Consider who is currently making such blogs or contributing such stories – what does it say about who takes the initiative? And if someone feels like it’s too many guys, the answer is… start your own! Having a community based on DIY principles is a great thing.
>using surveys
Only fools do not know that only about 25% of any group takes surveys.
>an entire article about men/women ratio in a fan conglomeration
Who cares? Why should I care how many men or women are in the fandom? Why should ANYONE care? Is there some special cash prize all furries will get once the 50/50 quota is established?
Surveys are better than guesses, right?
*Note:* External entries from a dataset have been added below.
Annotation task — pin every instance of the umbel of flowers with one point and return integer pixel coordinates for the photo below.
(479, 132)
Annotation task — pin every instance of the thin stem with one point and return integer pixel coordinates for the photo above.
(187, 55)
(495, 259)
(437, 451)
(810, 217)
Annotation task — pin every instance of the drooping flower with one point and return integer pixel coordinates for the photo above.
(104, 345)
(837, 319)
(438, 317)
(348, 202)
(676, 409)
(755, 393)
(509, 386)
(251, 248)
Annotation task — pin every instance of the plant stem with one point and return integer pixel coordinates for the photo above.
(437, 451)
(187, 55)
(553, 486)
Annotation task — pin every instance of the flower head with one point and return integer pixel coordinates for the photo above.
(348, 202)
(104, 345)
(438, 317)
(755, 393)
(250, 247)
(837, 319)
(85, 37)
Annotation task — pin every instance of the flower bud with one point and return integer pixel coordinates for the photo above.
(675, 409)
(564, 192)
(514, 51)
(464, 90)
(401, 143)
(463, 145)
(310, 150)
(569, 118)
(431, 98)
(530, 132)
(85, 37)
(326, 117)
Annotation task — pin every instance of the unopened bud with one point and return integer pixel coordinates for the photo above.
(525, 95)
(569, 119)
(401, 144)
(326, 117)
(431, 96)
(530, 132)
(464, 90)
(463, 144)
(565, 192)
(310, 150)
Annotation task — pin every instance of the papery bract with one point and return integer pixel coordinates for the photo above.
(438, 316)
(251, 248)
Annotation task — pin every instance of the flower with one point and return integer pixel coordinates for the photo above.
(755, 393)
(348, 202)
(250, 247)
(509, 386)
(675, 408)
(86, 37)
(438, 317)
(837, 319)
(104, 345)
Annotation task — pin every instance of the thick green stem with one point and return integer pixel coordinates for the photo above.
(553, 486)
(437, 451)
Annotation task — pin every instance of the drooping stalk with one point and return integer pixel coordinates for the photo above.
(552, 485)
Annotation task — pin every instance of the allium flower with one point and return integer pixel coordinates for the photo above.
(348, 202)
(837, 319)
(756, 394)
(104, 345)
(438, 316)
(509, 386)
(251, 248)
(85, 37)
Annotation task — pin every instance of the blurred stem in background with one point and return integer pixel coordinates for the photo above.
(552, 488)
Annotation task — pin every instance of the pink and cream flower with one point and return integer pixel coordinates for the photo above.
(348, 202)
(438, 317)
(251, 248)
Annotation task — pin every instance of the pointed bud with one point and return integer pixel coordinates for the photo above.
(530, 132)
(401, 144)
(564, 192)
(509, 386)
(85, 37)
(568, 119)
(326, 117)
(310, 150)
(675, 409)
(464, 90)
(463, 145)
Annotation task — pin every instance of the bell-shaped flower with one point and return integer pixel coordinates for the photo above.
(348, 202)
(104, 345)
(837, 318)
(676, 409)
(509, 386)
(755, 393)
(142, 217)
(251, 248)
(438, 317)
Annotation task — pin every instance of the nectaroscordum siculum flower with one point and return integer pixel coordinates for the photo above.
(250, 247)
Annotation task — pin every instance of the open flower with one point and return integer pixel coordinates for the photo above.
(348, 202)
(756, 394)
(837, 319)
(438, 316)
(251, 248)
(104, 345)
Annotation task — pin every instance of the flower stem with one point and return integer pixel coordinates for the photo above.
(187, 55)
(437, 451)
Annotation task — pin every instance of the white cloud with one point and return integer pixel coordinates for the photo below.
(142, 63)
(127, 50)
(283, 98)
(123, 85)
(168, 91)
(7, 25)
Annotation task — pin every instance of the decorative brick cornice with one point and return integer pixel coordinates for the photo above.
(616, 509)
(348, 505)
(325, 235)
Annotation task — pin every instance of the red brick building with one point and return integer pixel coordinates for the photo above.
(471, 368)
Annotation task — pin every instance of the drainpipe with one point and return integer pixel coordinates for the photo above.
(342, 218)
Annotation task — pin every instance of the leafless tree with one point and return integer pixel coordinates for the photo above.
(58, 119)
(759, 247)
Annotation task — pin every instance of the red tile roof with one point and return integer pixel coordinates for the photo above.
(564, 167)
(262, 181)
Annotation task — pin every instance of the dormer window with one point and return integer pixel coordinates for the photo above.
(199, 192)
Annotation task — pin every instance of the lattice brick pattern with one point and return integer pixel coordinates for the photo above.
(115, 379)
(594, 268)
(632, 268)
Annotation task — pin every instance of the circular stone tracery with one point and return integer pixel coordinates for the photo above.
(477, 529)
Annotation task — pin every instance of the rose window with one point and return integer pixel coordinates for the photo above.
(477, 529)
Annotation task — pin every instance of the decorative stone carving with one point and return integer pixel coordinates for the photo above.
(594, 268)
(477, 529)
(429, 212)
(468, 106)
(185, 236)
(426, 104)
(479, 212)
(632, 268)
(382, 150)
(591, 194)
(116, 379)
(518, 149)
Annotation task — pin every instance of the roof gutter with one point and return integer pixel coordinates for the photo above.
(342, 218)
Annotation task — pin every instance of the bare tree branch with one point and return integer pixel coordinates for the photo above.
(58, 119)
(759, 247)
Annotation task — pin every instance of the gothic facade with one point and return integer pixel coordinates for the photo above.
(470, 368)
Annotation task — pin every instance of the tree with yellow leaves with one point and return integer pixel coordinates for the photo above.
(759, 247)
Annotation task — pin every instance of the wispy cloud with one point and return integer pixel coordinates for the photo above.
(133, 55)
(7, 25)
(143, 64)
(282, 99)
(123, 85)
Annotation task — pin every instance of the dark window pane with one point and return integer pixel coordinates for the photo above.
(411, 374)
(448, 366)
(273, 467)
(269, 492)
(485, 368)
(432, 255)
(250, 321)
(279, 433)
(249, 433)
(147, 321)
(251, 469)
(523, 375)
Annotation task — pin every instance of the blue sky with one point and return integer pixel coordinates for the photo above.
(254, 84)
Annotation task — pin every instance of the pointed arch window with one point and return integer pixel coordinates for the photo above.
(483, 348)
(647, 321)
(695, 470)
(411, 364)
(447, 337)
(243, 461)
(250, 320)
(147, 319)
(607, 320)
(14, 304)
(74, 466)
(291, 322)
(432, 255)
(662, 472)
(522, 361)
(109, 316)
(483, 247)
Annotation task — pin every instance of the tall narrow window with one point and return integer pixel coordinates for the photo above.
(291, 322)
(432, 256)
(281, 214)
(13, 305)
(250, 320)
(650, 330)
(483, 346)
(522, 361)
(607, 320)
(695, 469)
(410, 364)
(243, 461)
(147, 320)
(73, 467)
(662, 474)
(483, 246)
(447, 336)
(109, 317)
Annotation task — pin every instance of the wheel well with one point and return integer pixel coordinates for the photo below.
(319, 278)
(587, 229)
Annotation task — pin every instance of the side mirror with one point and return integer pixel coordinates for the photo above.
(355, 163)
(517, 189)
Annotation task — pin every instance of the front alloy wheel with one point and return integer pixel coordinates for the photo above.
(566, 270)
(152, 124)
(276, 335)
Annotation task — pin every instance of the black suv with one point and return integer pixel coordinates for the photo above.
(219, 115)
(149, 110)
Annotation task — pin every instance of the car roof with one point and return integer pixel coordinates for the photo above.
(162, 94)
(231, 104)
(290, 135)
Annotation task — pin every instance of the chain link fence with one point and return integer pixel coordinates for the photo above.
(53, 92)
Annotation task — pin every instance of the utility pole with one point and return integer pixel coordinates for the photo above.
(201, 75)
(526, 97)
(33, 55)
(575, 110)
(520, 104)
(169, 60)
If you do enough of them you can piece them together and use comparisons to project how 100% might answer.
Some people are using arbitrary ideal ratios to say something is missing and wrong, while others (like me) say the important part is what people want and do, not how many of each kind there are.
Okay, that makes sense.
Hi Patch, thanks for continuing on this conversation and I hope you don’t that I thought about this for a while before responding.
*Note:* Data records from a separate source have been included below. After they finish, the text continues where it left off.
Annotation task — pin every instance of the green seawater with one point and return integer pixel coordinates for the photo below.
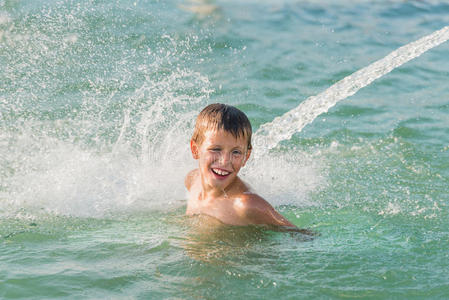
(97, 104)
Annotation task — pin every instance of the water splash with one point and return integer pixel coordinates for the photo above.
(282, 128)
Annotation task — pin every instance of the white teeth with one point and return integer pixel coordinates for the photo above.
(220, 172)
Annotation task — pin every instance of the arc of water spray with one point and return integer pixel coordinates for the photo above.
(283, 127)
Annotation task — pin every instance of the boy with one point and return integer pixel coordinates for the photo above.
(221, 143)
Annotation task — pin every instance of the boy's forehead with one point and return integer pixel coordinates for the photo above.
(222, 135)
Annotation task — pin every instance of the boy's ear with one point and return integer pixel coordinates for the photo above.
(194, 149)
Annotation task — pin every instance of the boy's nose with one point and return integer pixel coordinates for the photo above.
(225, 158)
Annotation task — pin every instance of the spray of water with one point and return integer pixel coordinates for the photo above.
(282, 128)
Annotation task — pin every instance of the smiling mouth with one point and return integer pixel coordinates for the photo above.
(221, 173)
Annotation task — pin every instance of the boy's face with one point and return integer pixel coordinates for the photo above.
(220, 157)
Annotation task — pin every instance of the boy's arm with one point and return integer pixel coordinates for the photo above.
(190, 177)
(260, 212)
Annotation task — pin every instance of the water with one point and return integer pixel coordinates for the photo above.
(97, 103)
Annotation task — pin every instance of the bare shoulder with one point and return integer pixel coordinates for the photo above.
(190, 178)
(259, 211)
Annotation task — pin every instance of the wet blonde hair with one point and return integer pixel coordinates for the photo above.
(220, 116)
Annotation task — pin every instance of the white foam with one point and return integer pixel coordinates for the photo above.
(282, 128)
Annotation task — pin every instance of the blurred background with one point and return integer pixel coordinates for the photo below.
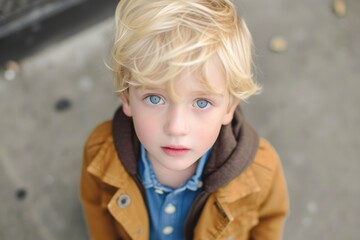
(55, 88)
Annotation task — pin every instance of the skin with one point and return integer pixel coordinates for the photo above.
(177, 133)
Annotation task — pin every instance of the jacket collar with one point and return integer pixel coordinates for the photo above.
(232, 152)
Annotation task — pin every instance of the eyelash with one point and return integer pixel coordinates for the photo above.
(161, 101)
(148, 99)
(208, 104)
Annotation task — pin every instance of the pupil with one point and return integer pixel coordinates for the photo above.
(154, 99)
(201, 103)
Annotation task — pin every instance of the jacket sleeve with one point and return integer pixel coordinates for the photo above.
(99, 222)
(274, 208)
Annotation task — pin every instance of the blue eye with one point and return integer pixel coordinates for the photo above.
(202, 103)
(155, 100)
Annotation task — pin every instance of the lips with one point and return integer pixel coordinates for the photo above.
(175, 151)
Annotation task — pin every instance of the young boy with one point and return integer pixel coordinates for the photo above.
(179, 161)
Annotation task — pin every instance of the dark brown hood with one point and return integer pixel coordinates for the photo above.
(232, 152)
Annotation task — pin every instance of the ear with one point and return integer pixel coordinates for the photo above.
(230, 114)
(126, 103)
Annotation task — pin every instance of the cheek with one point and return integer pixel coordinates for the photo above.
(145, 130)
(208, 132)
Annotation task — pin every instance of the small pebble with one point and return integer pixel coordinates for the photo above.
(21, 194)
(12, 69)
(278, 44)
(62, 105)
(339, 8)
(85, 84)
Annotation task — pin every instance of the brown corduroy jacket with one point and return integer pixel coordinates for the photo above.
(244, 193)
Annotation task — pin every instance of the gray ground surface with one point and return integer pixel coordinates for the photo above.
(307, 110)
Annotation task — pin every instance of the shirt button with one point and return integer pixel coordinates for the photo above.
(170, 209)
(168, 230)
(159, 191)
(123, 201)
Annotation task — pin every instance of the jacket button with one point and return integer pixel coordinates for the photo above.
(123, 201)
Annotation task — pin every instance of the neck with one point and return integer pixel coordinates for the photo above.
(173, 178)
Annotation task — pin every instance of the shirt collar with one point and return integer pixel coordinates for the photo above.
(149, 178)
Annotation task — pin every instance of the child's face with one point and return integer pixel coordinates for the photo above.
(177, 133)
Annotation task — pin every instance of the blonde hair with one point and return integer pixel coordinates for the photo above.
(156, 40)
I agree that none of this is personal, and I certainly don’t take anything you’ve said personally. [adjectives][species] gives me a small soapbox for presenting my opinion, as Dogpatch does for you. But that doesn’t mean that I think my opinion is more valuable or more correct than anyone else’s – my only goal is to be engaging and informed, by showing my reasoning and providing references.
I will say that I don’t think that furry “should” be 50/50, or 80/20, or any other arbitrary gender breakdown. To suggest that there is a correct ratio would be wrong, and it was never my intent to suggest that. My point is that furry is less welcoming towards its female members than its male members.
Over the past couple of days, I’ve been reflecting on the tone of this ongoing discussion, between us and other people within furry, and comparing that with the tone of similar discussions in other male-dominated geek-heavy groups. The ongoing culture wars in groups like gaming, sci-fi, IT, and geek culture hotspots like 4chan and Reddit are famously bad-tempered and full of extreme points of view, on both sides. And that’s even before we get into flashpoints like Gamergate and Puppygate. By contrast, discussion on gender politics within furry is level-headed, thoughtful, and moderate.
I think that’s a sign that furry is going pretty well, all things considered (although of course I think we have a long way to go).
Anyone interested in my arguments can follow the links that you have kindly included in your piece, and read them there. I have no doubt that people can make up their own mind, and I equally have little doubt they appreciate the ability to read both sides, here and on [a][s].
It’s remarkable to me how the two of us have such different interpretations of the data and other evidence. I cited a peer-reviewed paper, research performed by the IARP, and of course drew on the stories from women in that Eurofurence thread, among many others sources. That’s not to say that your interpretations are wrong – I think you’ve made good arguments for your point of view in each case (and others). I’m saying that these issues are complex, and that nobody should be confusing opinion – mine or yours – for fact.
I think that pieces like yours here do a lot of good, because they make people aware of the issue (or potential issue) of sexism in male-dominated spaces like furry. Information, discussion, and analysis is only going to help people become more informed. And hopefully they enjoy the read as well.